We compare GTI using \(N\in \{10,50, 100\}\) against TAAnIS and TANS, in the estimation of \(\mathbb {E}_{\bar{\pi }}[f(\textbf{x})]\) allowing a budget of \(E=10^6\). We also consider a baseline MCMC chain targeting \(\pi (\textbf{x})\) with the same number of likelihood evaluations.

The main difference with respect to previous experiment is that \(f(\textbf{x})\) here has a zero-valued region, so, in order to apply GTI, we need to use the algorithm in Table 2. Hence, for GTI, we run \(N+1\) chains for \(M=\frac{E}{N+1}\) iterations. The first N chains address a different tempered distribution \(f(\textbf{x})^{\beta _i}\pi (\textbf{x})\), and the last chain is used to compute the correction factor. It is also important to notice here that TAAnIS, which also uses a geometric path to bridge \(f(\textbf{x})\pi (\textbf{x})\) and the prior, requires also the computation of a correction factor, accounting for the fact we connect a prior restricted to where \(f(\textbf{x})\ne 0\). This amounts to multiply by a factor \(\frac{1}{2}\) the final estimate returned by TAAnIS (Fig. 2).
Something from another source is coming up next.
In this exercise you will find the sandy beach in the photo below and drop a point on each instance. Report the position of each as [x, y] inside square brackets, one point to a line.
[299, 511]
All the MCMC algorithms use a Gaussian random-walk proposal with covariance \(\Sigma =3\textbf{I}_2\). The budget of likelihood evaluations is \(E=10^6\), for all the compared schemes. We use again the powered fraction schedule: \(\beta _i = \left( \frac{i-1}{N-1}\right) ^5\) for \(i=1,\dots ,N\).
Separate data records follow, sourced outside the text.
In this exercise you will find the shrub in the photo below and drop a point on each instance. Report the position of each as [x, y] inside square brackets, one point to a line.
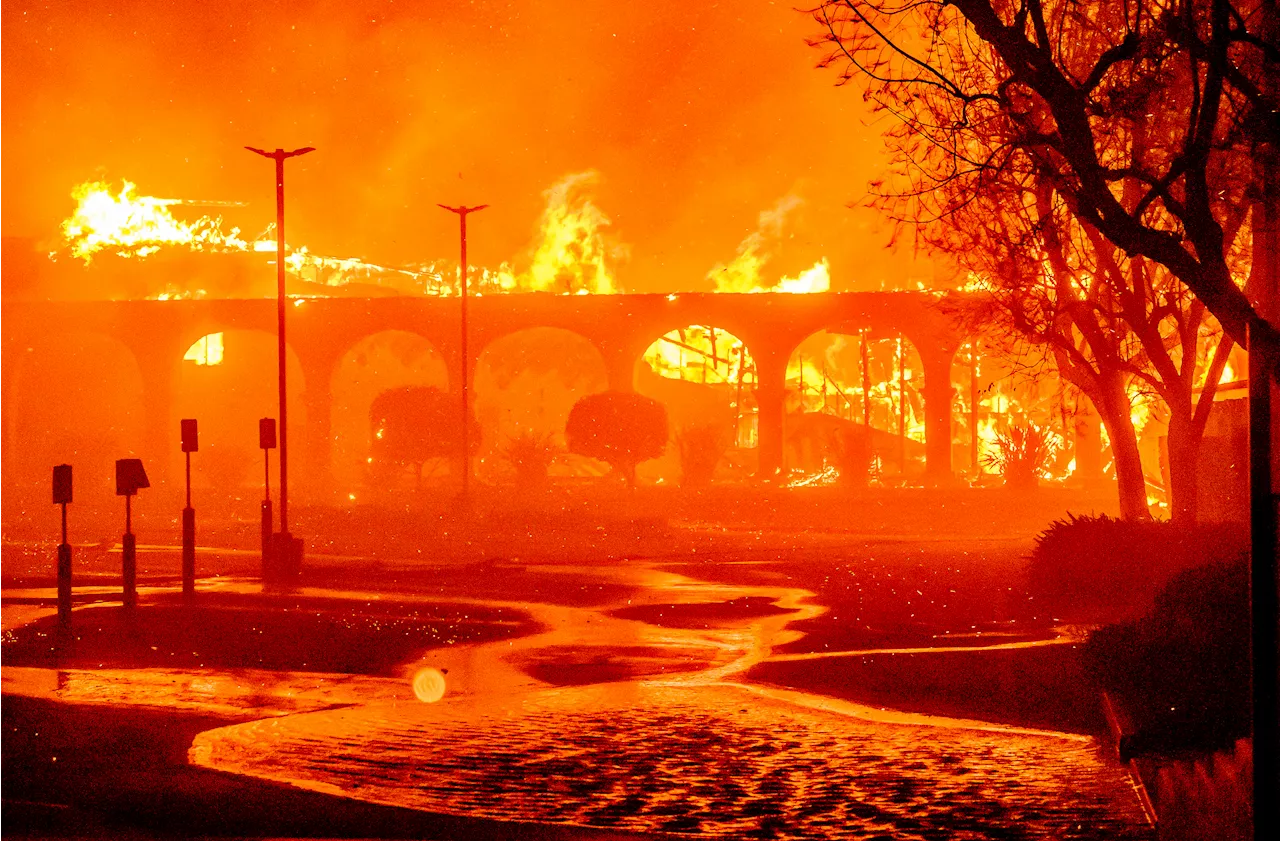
[702, 446]
[1183, 671]
[1102, 567]
[531, 456]
[1022, 455]
[618, 428]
Results The results are shown in Table 3. We show the median relative square error of the methods over 100 independent simulations. For the sample size considered, GTI performs better than MCMC baseline and the other target-aware algorithms. TAAnIS performs slightly better than the MCMC baseline, while TANS completely fails at estimating the posterior expectation in this example. For \(N=100\), the performance gains of GTI are almost of one order of magnitude over MCMC. However, note that GTI with the choice \(N=10\) is worse than the MCMC baseline due to the discretization error, i.e., there are not enough quadrature nodes, so the estimation in Eq. (20) has considerable bias. In that situation, increasing the sample size would not translate into a significant performance gain. This contrasts with TAAnIS, where increasing N produces only small improvement on the final estimate, since TAAnIS is unbiased regardless of the choice of N.

Fig. 2
figure 2

Plots of \(\pi (\textbf{x})\), \(f(\textbf{x})\pi (\textbf{x})\) and \(f(\textbf{x})^\beta \pi (\textbf{x})\) with \(\beta =0.0173\) for the banana example. We see that \(f(\textbf{x})\) and \(f(\textbf{x})\pi (\textbf{x})\) have little overlap and hence a direct MCMC estimate of \(\mathbb {E}_{\bar{\pi }}[f(\textbf{x})]\) is not efficient. The tempered distributions, \(f(\textbf{x})^\beta \pi (\textbf{x})\), are in-between those distributions, helping in the estimation of \(\mathbb {E}_{\bar{\pi }}[f(\textbf{x})]\)

Table 3 Median relative square error of GTI, TAAnIS and TANS for \(E=10^6\) likelihood evaluations and \(N\in \{10,50,100\}\). Best result is boldfaced

6 Conclusions

We have extended the powerful thermodynamic integration technique for performing a target-aware Bayesian inference. Namely, GTI allows the computation of posterior expectations of real-valued functions \(f(\textbf{x})\), and also vector-valued functions \(\textbf{f}(\textbf{x})\). GTI contains the standard TI as special case. Even for the estimation of the marginal likelihood, this work provides a way for extending the application of the standard TI avoiding the assumption of strictly positive likelihood functions (see Remarks 1- 3). Several computational considerations and variants are discussed. The advantages of GTI over other target-aware algorithms are shown in different numerical comparisons. As a future research line, we plan to study new continuous paths for linking densities with different support, avoiding the need of the correction terms. Alternatively, as discussed in Sect. 4, another approach would be to design suitable approximations of \(\varphi _+(\textbf{x})\), \(\varphi _-(\textbf{x})\) and \(\pi (\textbf{x})\) (see the end of Sect. 4) using, e.g., regression techniques (Llorente et al. 2021b, 2020b).